Spot The Video game was a weird concept to begin with: Take a popular item in real-world culture, like the clear soft drink 7-Up; then, take its recognizable logo-inspired mascot, and have it star in a game; but, rather than perhaps take the obvious route of designing a two-dimensional platformer, instead create a board game inspired by the obscure Ataxx model and add some fun animations to it. The result was Spot, a distinct flavor of game that is not for everyone, yet with multiple humans involved has a surprising tactical depth.

Archon

Similar to another NES title, Battle Chess, Archon took the basic idea of chess and added some features. Chess alone is a popular, strategy-deep game already, but Archon took it a few steps further with characters that grew stronger as they captured other pieces, action-oriented battle segments rather than deliberate move-to-capture mechanics, differing attacks per unit type, and even having the color of the spaces affect the power of the piece occupying it. Amidst the battle, the game had become something entirely different from chess, yet retained a board game feel.

Bible Buffet

Then there is Bible Buffet, one of the games from notorious unlicensed company Wisdom Tree, formerly Color Dreams. This particular title was notable for being a hybrid of both the board game and overhead adventure game genres, providing a unique experience for up to four players. While its production values are questionable, the distinct gameplay is not as bad as sometimes cited, and stands today as one of the more intriguing video game boards games on the NES.

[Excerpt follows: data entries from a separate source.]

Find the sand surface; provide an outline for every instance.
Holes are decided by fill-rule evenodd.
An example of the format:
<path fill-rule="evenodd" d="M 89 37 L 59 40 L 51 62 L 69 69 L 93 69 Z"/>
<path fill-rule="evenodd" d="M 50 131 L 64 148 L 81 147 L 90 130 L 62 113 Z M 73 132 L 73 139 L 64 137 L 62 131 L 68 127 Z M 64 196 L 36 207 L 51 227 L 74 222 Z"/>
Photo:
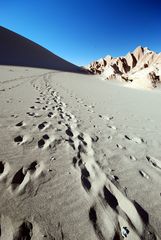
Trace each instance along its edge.
<path fill-rule="evenodd" d="M 161 239 L 161 95 L 0 66 L 0 239 Z"/>

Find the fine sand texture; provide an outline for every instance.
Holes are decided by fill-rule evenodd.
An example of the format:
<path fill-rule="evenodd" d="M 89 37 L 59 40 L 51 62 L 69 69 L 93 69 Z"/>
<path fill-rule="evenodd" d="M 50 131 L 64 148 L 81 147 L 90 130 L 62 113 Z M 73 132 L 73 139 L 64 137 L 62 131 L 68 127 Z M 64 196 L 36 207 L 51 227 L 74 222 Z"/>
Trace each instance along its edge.
<path fill-rule="evenodd" d="M 161 95 L 0 66 L 0 239 L 161 239 Z"/>

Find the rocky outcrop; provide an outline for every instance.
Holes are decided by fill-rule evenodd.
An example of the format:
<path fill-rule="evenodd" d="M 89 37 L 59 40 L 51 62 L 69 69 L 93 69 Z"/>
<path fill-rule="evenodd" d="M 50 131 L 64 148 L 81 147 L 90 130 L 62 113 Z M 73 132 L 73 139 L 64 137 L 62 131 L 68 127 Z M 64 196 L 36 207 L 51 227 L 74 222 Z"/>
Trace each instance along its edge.
<path fill-rule="evenodd" d="M 140 79 L 140 82 L 147 81 L 151 87 L 157 87 L 161 81 L 161 53 L 139 46 L 126 56 L 113 58 L 108 55 L 86 68 L 94 74 L 100 74 L 103 79 L 137 83 Z"/>

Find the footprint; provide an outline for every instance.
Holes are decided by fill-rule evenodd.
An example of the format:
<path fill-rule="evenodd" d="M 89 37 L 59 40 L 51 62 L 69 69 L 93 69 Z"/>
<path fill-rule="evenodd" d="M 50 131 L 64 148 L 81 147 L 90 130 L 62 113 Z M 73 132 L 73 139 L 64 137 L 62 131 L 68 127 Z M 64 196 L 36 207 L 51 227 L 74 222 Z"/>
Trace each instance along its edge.
<path fill-rule="evenodd" d="M 7 162 L 0 161 L 0 181 L 4 180 L 8 175 L 10 170 L 10 165 Z"/>
<path fill-rule="evenodd" d="M 135 156 L 132 156 L 132 155 L 130 156 L 130 159 L 133 160 L 133 161 L 136 161 L 136 160 L 137 160 L 136 157 L 135 157 Z"/>
<path fill-rule="evenodd" d="M 4 172 L 4 163 L 0 161 L 0 175 Z"/>
<path fill-rule="evenodd" d="M 127 135 L 124 135 L 124 137 L 129 140 L 129 141 L 133 141 L 135 143 L 141 144 L 144 142 L 143 138 L 139 138 L 139 137 L 129 137 Z"/>
<path fill-rule="evenodd" d="M 21 135 L 14 138 L 14 142 L 16 142 L 17 144 L 20 144 L 22 141 L 23 141 L 23 136 Z"/>
<path fill-rule="evenodd" d="M 40 139 L 37 144 L 38 144 L 38 147 L 39 147 L 39 148 L 43 148 L 44 145 L 45 145 L 44 139 Z"/>
<path fill-rule="evenodd" d="M 120 149 L 126 149 L 126 147 L 123 147 L 123 146 L 120 145 L 120 144 L 116 144 L 116 147 L 117 147 L 117 148 L 120 148 Z"/>
<path fill-rule="evenodd" d="M 73 132 L 72 132 L 72 130 L 70 129 L 70 128 L 68 128 L 66 131 L 66 134 L 69 136 L 69 137 L 73 137 L 74 135 L 73 135 Z"/>
<path fill-rule="evenodd" d="M 48 113 L 48 117 L 51 118 L 52 116 L 53 116 L 53 113 L 52 113 L 52 112 L 49 112 L 49 113 Z"/>
<path fill-rule="evenodd" d="M 24 170 L 22 167 L 13 177 L 11 182 L 12 191 L 16 190 L 23 182 L 23 187 L 27 184 L 28 181 L 24 181 L 26 177 L 27 170 Z M 27 180 L 27 179 L 26 179 Z"/>
<path fill-rule="evenodd" d="M 30 171 L 31 173 L 34 173 L 36 171 L 37 167 L 37 161 L 32 162 L 29 167 L 28 167 L 28 171 Z"/>
<path fill-rule="evenodd" d="M 40 124 L 38 125 L 38 129 L 39 129 L 39 130 L 44 129 L 44 128 L 46 127 L 46 124 L 47 124 L 47 122 L 40 123 Z"/>
<path fill-rule="evenodd" d="M 97 224 L 97 214 L 95 208 L 92 206 L 89 209 L 89 220 L 92 222 L 94 229 L 96 229 Z"/>
<path fill-rule="evenodd" d="M 90 174 L 89 174 L 88 170 L 86 169 L 86 167 L 81 169 L 81 182 L 82 182 L 84 189 L 88 190 L 88 191 L 91 189 L 91 183 L 88 180 L 89 177 L 90 177 Z"/>
<path fill-rule="evenodd" d="M 142 177 L 149 179 L 149 175 L 146 172 L 144 172 L 143 170 L 139 170 L 139 173 Z"/>
<path fill-rule="evenodd" d="M 160 160 L 158 160 L 154 157 L 151 157 L 151 156 L 146 156 L 146 159 L 148 160 L 148 162 L 151 163 L 152 166 L 159 168 L 161 170 L 161 161 Z"/>
<path fill-rule="evenodd" d="M 48 134 L 44 134 L 44 135 L 42 136 L 42 138 L 43 138 L 44 140 L 48 140 L 50 137 L 48 136 Z"/>
<path fill-rule="evenodd" d="M 106 202 L 109 204 L 109 206 L 112 209 L 116 209 L 116 207 L 118 206 L 118 201 L 116 199 L 116 197 L 107 189 L 106 186 L 103 187 L 103 193 L 104 193 L 104 198 L 106 200 Z"/>
<path fill-rule="evenodd" d="M 33 225 L 29 221 L 24 221 L 14 234 L 13 240 L 30 240 L 33 235 Z"/>
<path fill-rule="evenodd" d="M 22 126 L 23 126 L 23 121 L 16 124 L 16 127 L 22 127 Z"/>
<path fill-rule="evenodd" d="M 35 113 L 33 113 L 33 112 L 27 112 L 26 114 L 29 115 L 30 117 L 35 116 Z"/>
<path fill-rule="evenodd" d="M 113 129 L 113 130 L 117 130 L 117 128 L 116 128 L 115 126 L 110 126 L 110 125 L 108 125 L 107 127 L 108 127 L 108 128 L 111 128 L 111 129 Z"/>

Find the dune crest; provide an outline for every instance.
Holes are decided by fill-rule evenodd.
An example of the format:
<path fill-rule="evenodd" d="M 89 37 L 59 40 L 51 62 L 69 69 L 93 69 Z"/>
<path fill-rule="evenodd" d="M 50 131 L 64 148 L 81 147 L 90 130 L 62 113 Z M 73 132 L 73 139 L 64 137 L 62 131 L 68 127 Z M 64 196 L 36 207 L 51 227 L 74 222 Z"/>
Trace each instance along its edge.
<path fill-rule="evenodd" d="M 139 46 L 126 56 L 107 56 L 90 63 L 86 68 L 106 80 L 119 79 L 132 86 L 155 88 L 161 82 L 161 53 Z"/>
<path fill-rule="evenodd" d="M 47 49 L 0 26 L 0 65 L 47 68 L 67 72 L 85 71 Z"/>

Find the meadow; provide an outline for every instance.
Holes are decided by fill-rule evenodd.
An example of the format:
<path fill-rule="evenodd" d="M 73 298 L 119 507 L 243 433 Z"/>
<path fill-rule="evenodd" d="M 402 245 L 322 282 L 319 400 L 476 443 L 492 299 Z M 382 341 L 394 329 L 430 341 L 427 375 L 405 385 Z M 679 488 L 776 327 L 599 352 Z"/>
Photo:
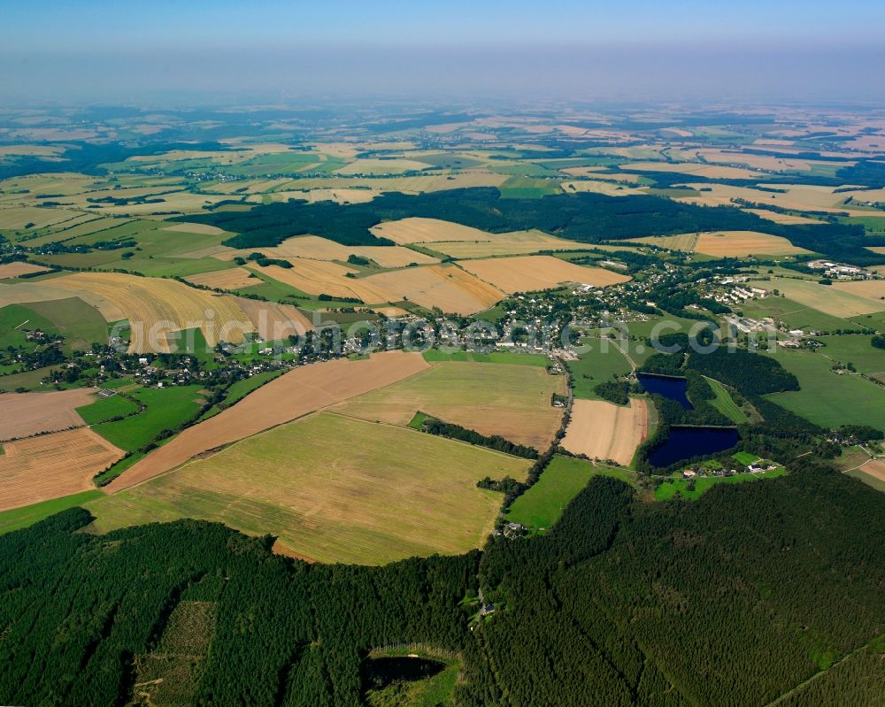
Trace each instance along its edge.
<path fill-rule="evenodd" d="M 333 409 L 399 426 L 407 426 L 421 411 L 543 450 L 562 419 L 562 409 L 551 404 L 552 396 L 564 394 L 565 386 L 564 376 L 548 375 L 540 366 L 440 362 Z"/>
<path fill-rule="evenodd" d="M 799 379 L 800 390 L 773 393 L 769 400 L 826 427 L 871 425 L 885 431 L 885 390 L 857 374 L 837 375 L 820 353 L 766 354 Z"/>
<path fill-rule="evenodd" d="M 626 470 L 557 455 L 535 485 L 513 502 L 507 511 L 507 520 L 519 523 L 532 532 L 550 529 L 571 500 L 597 474 L 612 476 L 631 485 L 635 481 L 634 474 Z"/>
<path fill-rule="evenodd" d="M 117 422 L 94 425 L 92 429 L 121 450 L 138 450 L 153 442 L 164 430 L 174 429 L 193 419 L 203 404 L 201 391 L 201 387 L 197 385 L 137 388 L 127 395 L 145 405 L 144 411 Z M 106 415 L 109 409 L 115 411 L 126 407 L 122 403 L 108 403 L 107 407 L 89 410 L 87 415 L 101 417 Z"/>
<path fill-rule="evenodd" d="M 476 488 L 481 471 L 522 478 L 527 467 L 431 434 L 319 413 L 87 507 L 98 532 L 205 519 L 270 533 L 278 551 L 312 561 L 380 565 L 479 547 L 500 503 Z"/>
<path fill-rule="evenodd" d="M 613 377 L 627 375 L 633 366 L 619 348 L 620 343 L 606 339 L 584 337 L 581 344 L 589 350 L 579 355 L 578 359 L 566 361 L 572 373 L 575 397 L 601 400 L 594 391 L 600 383 L 605 383 Z"/>
<path fill-rule="evenodd" d="M 418 354 L 389 351 L 360 361 L 338 358 L 296 368 L 246 396 L 237 404 L 183 430 L 135 462 L 108 485 L 108 490 L 118 491 L 158 476 L 196 455 L 390 385 L 427 365 Z M 136 415 L 111 425 L 123 426 L 122 431 L 131 434 L 134 430 L 139 431 L 136 421 L 141 417 Z M 96 430 L 101 431 L 103 427 Z M 117 434 L 120 431 L 117 430 Z"/>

Perhaps there may come a day when it no longer makes sense to put “simple” board games into a video game form, or maybe board games instead will become more like virtual reality video games; in either case, these cases from the 8-bit era establish a niche point in gaming history.

When Eric is not debating the philosophy of gaming in order to determine the merits of putting an arguably archaic yet somehow also trendy form of entertainment onto the most cutting-edge platform possible, he is busy updating his Nintendo Legend website as a part of his crazy quest to play and write a review for every American-released NES game in history.